Knowing which bucket your injury falls into is the first step to understanding what your case may be worth.
Other Idaho settlement rules: Idaho draws a firm line between “permanent impairment” (the medical rating) and “permanent disability” (impairment plus vocational/wage-loss factors), and disability can be rated higher than the bare impairment. Most settlements are voluntary lump-sum agreements that must be reviewed/approved by the Idaho Industrial Commission. The waiting period does not apply if the worker is hospitalized as an inpatient.
Once disability exceeds 2 weeks, benefits are paid retroactively to the date of disability. Closing future medical rights in a settlement is permanent — verify with the Commission and a licensed Idaho attorney before agreeing.
Understanding Your Idaho Workers Comp Settlement
The size of a Idaho workers comp settlement is not random — it follows the state’s own formula. Your average weekly wage sets your benefit rate, the body part and impairment rating set the number of weeks, and the state cap sets the ceiling. Put together, those pieces are what a Idaho workers comp settlement is built from.
If any part of your Idaho workers comp settlement is unclear, the calculator below gives a quick estimate and your state board can confirm the current caps and the body-part schedule.
Got a settlement offer? Before you accept, it helps to know what your Idaho case may really be worth. An attorney can review the offer, often at no upfront cost.
Frequently Asked Questions
How much is a workers’ comp settlement in Idaho?
There is no single average — a Idaho settlement depends on the body part, your impairment rating, and your wage. Typical ranges run Idaho publishes no official “average.” For informational reference only, many lump-sum Idaho claims settle roughly between 15000 and 90000, with severe, surgical, or permanent-total cases reaching well into six figures. Every case differs; confirm with the Idaho Industrial Commission and a licensed Idaho attorney..
Use the calculator on this page for an estimate, and remember every case is different.
How is a Idaho workers’ comp settlement calculated?

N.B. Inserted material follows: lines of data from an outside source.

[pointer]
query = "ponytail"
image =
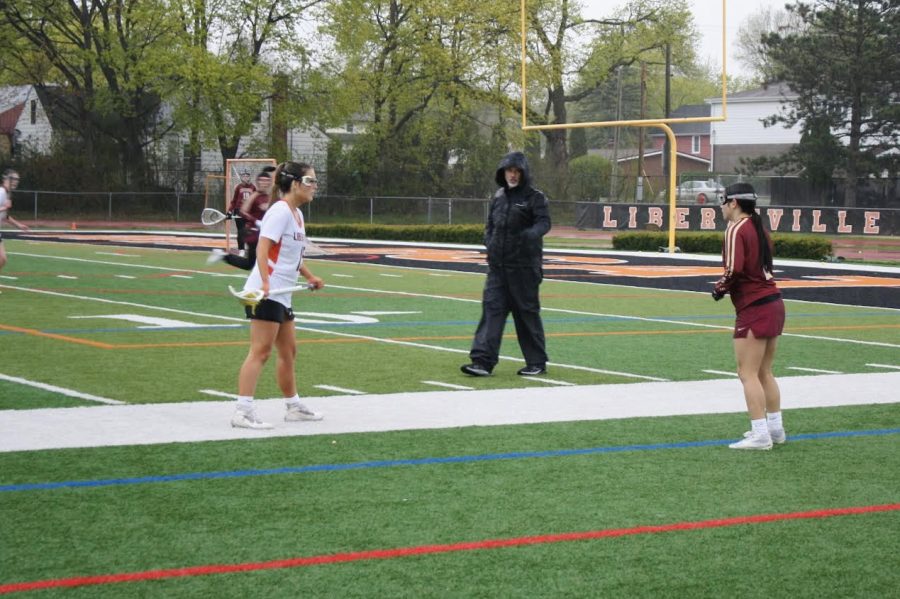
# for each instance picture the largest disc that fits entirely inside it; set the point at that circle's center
(285, 175)
(765, 247)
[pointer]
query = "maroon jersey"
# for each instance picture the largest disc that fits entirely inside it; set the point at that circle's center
(242, 192)
(745, 278)
(253, 216)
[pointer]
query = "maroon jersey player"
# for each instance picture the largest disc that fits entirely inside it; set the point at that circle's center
(747, 258)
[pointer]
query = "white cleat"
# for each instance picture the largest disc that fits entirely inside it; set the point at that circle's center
(778, 436)
(242, 419)
(301, 412)
(753, 441)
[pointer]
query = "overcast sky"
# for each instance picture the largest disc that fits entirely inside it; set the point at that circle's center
(708, 20)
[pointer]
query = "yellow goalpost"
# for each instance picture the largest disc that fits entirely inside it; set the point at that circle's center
(659, 123)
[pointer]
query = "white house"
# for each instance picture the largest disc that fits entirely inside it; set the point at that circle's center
(742, 134)
(24, 122)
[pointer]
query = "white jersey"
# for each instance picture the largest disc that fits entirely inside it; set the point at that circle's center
(4, 199)
(284, 226)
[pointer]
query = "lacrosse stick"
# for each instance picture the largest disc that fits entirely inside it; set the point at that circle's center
(211, 216)
(252, 297)
(310, 249)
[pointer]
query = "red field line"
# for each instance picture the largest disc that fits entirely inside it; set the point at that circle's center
(337, 558)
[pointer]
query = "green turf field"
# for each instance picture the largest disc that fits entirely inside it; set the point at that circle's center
(79, 319)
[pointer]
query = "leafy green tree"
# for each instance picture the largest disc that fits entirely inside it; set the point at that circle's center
(106, 56)
(844, 65)
(234, 52)
(562, 43)
(422, 75)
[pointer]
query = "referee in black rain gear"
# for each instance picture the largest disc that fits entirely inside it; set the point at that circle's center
(519, 218)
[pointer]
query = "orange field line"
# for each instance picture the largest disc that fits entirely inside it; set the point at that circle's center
(37, 333)
(331, 340)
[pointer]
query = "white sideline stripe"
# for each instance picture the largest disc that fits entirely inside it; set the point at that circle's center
(145, 424)
(335, 333)
(218, 393)
(816, 370)
(448, 385)
(545, 309)
(229, 395)
(720, 372)
(340, 390)
(540, 379)
(61, 390)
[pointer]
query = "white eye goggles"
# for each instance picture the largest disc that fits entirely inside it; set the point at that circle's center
(739, 196)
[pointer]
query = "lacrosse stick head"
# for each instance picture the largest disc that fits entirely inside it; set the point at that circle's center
(211, 216)
(247, 297)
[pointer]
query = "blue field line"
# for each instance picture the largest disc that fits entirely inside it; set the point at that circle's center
(518, 455)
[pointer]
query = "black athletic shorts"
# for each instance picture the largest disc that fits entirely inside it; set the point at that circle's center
(269, 310)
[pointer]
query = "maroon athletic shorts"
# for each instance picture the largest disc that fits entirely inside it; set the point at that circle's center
(764, 317)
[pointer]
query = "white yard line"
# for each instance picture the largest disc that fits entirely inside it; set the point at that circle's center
(339, 390)
(816, 370)
(723, 372)
(61, 390)
(219, 393)
(540, 379)
(28, 430)
(448, 385)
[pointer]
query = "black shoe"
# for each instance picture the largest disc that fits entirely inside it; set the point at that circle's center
(476, 369)
(532, 370)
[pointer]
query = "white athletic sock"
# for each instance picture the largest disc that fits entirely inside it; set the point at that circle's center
(759, 427)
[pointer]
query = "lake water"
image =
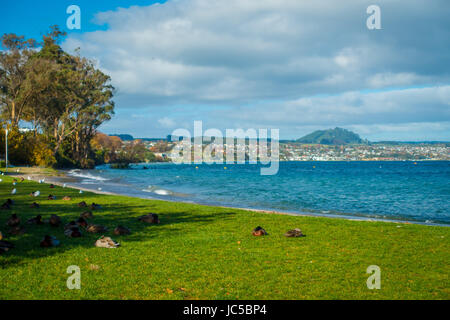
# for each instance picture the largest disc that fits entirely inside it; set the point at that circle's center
(387, 190)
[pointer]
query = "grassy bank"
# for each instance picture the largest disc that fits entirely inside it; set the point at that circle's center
(201, 252)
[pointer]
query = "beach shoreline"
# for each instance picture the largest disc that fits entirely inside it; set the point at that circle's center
(63, 177)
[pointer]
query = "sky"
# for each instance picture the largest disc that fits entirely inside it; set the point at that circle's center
(292, 65)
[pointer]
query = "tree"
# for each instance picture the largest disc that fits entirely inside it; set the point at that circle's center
(14, 96)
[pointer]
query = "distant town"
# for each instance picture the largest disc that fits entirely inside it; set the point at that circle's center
(324, 145)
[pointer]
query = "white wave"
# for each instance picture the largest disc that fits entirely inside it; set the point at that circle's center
(86, 175)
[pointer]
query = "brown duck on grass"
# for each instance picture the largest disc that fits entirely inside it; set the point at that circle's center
(86, 215)
(258, 231)
(82, 204)
(13, 221)
(106, 242)
(295, 233)
(150, 218)
(34, 205)
(49, 241)
(35, 220)
(94, 228)
(54, 220)
(121, 231)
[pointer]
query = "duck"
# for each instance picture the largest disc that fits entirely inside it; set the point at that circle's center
(94, 228)
(34, 205)
(121, 231)
(294, 233)
(150, 218)
(95, 206)
(54, 220)
(35, 220)
(259, 231)
(49, 241)
(87, 215)
(82, 204)
(73, 232)
(13, 221)
(106, 242)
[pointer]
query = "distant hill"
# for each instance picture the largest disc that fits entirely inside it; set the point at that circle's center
(334, 136)
(123, 137)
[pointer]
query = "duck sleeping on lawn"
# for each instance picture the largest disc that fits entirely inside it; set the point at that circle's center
(73, 232)
(49, 241)
(106, 242)
(94, 228)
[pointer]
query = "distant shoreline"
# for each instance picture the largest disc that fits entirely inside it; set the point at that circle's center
(63, 177)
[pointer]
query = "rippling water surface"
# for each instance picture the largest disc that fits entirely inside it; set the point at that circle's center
(388, 190)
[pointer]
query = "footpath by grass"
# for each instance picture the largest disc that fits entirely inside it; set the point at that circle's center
(202, 252)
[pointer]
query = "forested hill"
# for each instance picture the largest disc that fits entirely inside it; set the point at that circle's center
(335, 136)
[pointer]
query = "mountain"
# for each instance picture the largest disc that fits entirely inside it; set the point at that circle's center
(123, 137)
(334, 136)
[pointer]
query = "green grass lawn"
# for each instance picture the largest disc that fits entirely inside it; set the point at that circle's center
(202, 252)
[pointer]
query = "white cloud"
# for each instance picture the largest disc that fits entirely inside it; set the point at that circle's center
(167, 122)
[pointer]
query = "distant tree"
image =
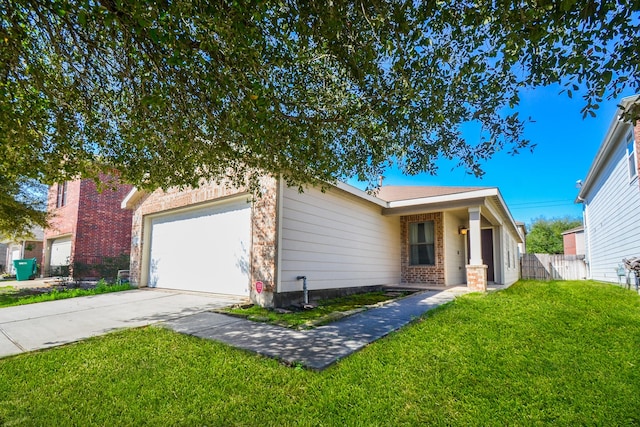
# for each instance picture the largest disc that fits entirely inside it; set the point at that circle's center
(23, 205)
(545, 236)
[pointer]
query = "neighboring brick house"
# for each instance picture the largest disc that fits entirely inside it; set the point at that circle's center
(88, 231)
(343, 240)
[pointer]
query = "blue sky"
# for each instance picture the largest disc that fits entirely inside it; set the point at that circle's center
(542, 182)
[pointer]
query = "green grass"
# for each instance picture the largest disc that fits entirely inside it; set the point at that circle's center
(560, 353)
(9, 296)
(326, 310)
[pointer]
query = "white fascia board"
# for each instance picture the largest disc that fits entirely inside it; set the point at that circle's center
(509, 217)
(605, 149)
(485, 192)
(362, 194)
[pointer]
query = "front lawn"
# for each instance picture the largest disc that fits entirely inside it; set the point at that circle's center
(9, 296)
(564, 353)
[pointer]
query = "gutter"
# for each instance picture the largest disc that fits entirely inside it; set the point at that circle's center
(617, 125)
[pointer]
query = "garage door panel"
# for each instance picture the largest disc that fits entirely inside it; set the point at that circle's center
(204, 250)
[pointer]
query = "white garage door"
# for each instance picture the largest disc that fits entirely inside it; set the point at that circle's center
(60, 252)
(202, 250)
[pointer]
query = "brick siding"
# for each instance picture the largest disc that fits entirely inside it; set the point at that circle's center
(98, 226)
(636, 135)
(424, 274)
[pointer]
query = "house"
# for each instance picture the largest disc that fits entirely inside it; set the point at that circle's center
(30, 247)
(610, 195)
(342, 240)
(87, 229)
(573, 241)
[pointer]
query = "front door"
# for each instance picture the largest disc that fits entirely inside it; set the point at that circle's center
(487, 252)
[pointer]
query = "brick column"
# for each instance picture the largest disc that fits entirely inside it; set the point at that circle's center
(477, 277)
(264, 245)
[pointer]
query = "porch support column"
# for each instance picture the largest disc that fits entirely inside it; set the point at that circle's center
(476, 270)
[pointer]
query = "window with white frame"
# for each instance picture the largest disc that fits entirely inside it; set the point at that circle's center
(631, 155)
(421, 243)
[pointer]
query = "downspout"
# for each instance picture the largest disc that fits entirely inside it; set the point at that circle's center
(304, 288)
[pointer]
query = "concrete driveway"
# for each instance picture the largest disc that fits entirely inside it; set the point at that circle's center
(48, 324)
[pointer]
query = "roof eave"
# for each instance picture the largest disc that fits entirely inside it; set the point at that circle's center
(604, 151)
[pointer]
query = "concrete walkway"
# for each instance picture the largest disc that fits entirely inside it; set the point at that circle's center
(316, 348)
(48, 324)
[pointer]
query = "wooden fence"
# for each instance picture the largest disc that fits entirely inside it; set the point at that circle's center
(553, 267)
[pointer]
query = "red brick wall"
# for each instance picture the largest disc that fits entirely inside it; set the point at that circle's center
(569, 243)
(636, 135)
(103, 228)
(427, 274)
(65, 218)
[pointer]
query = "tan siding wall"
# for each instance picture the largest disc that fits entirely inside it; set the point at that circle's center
(336, 240)
(425, 274)
(454, 251)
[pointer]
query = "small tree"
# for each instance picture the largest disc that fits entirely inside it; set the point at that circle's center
(545, 236)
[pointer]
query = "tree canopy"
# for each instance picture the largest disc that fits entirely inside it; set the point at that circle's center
(545, 236)
(172, 92)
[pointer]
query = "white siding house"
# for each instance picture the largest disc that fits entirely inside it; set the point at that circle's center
(610, 195)
(337, 239)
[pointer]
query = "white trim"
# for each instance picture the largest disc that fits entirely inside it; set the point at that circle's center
(130, 198)
(489, 192)
(280, 207)
(607, 146)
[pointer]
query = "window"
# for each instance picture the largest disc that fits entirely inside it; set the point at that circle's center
(421, 243)
(631, 156)
(62, 195)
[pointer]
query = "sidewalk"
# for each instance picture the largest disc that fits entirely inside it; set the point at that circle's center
(317, 348)
(48, 324)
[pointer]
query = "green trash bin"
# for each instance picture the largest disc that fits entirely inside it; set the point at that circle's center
(26, 269)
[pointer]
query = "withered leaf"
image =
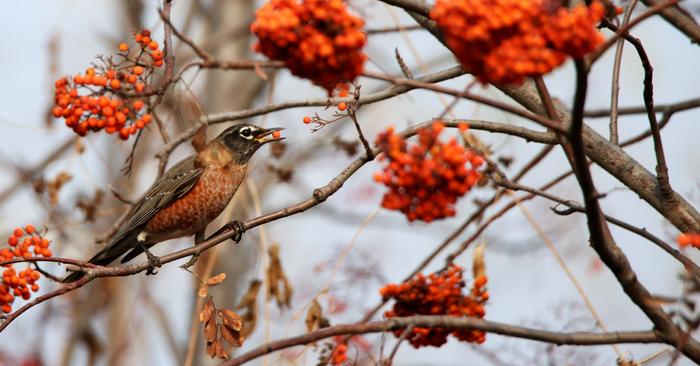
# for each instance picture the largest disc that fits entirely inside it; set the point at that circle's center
(207, 311)
(232, 337)
(249, 302)
(314, 316)
(211, 349)
(210, 329)
(203, 291)
(213, 281)
(231, 319)
(219, 349)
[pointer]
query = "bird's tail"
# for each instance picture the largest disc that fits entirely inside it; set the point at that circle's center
(105, 256)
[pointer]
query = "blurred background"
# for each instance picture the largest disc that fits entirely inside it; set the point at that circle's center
(344, 250)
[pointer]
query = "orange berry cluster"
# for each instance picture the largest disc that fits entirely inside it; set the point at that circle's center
(18, 284)
(99, 99)
(438, 294)
(426, 179)
(340, 352)
(504, 41)
(688, 239)
(316, 39)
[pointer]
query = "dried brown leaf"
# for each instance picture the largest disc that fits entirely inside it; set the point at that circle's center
(231, 319)
(233, 337)
(314, 316)
(211, 349)
(213, 281)
(207, 311)
(203, 291)
(219, 349)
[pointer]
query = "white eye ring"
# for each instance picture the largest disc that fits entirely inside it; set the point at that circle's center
(246, 133)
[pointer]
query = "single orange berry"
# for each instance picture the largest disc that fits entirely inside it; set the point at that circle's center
(138, 70)
(57, 111)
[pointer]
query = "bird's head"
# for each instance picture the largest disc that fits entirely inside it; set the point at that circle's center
(243, 140)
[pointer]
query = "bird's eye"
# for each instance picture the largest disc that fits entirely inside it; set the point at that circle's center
(246, 133)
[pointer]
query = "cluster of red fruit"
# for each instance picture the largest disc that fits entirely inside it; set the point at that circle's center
(688, 239)
(109, 97)
(438, 294)
(340, 352)
(504, 41)
(426, 179)
(18, 284)
(316, 39)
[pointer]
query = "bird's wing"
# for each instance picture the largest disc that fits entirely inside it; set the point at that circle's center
(175, 183)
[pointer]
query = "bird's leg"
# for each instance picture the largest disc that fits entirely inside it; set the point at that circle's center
(153, 261)
(236, 225)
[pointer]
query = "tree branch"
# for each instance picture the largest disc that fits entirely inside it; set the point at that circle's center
(558, 338)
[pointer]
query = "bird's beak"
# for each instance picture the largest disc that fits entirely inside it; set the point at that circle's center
(269, 135)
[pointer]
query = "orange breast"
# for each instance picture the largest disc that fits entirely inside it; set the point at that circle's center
(202, 204)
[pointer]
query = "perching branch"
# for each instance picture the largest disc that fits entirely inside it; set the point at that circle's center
(557, 338)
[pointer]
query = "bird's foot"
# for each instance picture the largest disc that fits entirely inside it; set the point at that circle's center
(239, 228)
(153, 262)
(190, 262)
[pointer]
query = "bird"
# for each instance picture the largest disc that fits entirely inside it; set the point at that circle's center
(184, 200)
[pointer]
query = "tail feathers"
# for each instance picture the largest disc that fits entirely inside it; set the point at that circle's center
(134, 253)
(107, 255)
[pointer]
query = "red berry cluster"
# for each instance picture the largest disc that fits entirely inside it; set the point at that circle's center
(504, 41)
(426, 179)
(340, 352)
(108, 97)
(438, 294)
(688, 239)
(316, 39)
(18, 284)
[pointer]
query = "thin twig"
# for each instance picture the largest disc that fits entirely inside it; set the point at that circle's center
(615, 89)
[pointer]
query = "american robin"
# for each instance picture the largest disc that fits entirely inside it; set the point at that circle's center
(187, 197)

Idaho generally pays a share of your average weekly wage (capped at $1021.50/week), then adds a permanent-disability amount based on the body part and your impairment rating. The state’s body-part schedule sets the number of weeks.
Do I need a lawyer to settle my Idaho workers’ comp case?
Not always, but for a serious injury, a denied claim, or a settlement offer you are unsure about, many claimants talk to a workers’ comp attorney first — the consultation is usually free and represented claimants often recover more.
Official Idaho Sources & Resources
- Idaho Idaho Industrial Commission: https://iic.idaho.gov
- Idaho Workers’ Comp Statute: https://legislature.idaho.gov/statutesrules/idstat/title72/t72ch4/sect72-428/
- U.S. Department of Labor — Workers’ Comp: dol.gov
- NCCI (rating/benefit data): ncci.com
These Idaho workers comp settlement figures were last verified against official sources in June 2026. State benefit caps change every year — confirm the current figure with your state workers’-comp board or a licensed attorney before you rely on it.
More Idaho Workers’ Comp Guides
- How to File a Idaho Workers’ Comp Claim
- Idaho Workers’ Comp Requirements (Employers)
- Workers’ Comp Guides for All 50 States
Disclaimer: This guide is informational only and is not legal, medical, or financial advice. Workers Comp Explained is an independent educational resource, not a law firm or insurer. Workers’ comp benefits, settlement values, deadlines, and requirements vary by state and by the specific facts of your injury and change over time, and any settlement figures here are illustrative only.
Confirm your rights and any deadline with your state’s workers’ compensation board and a licensed attorney before you act.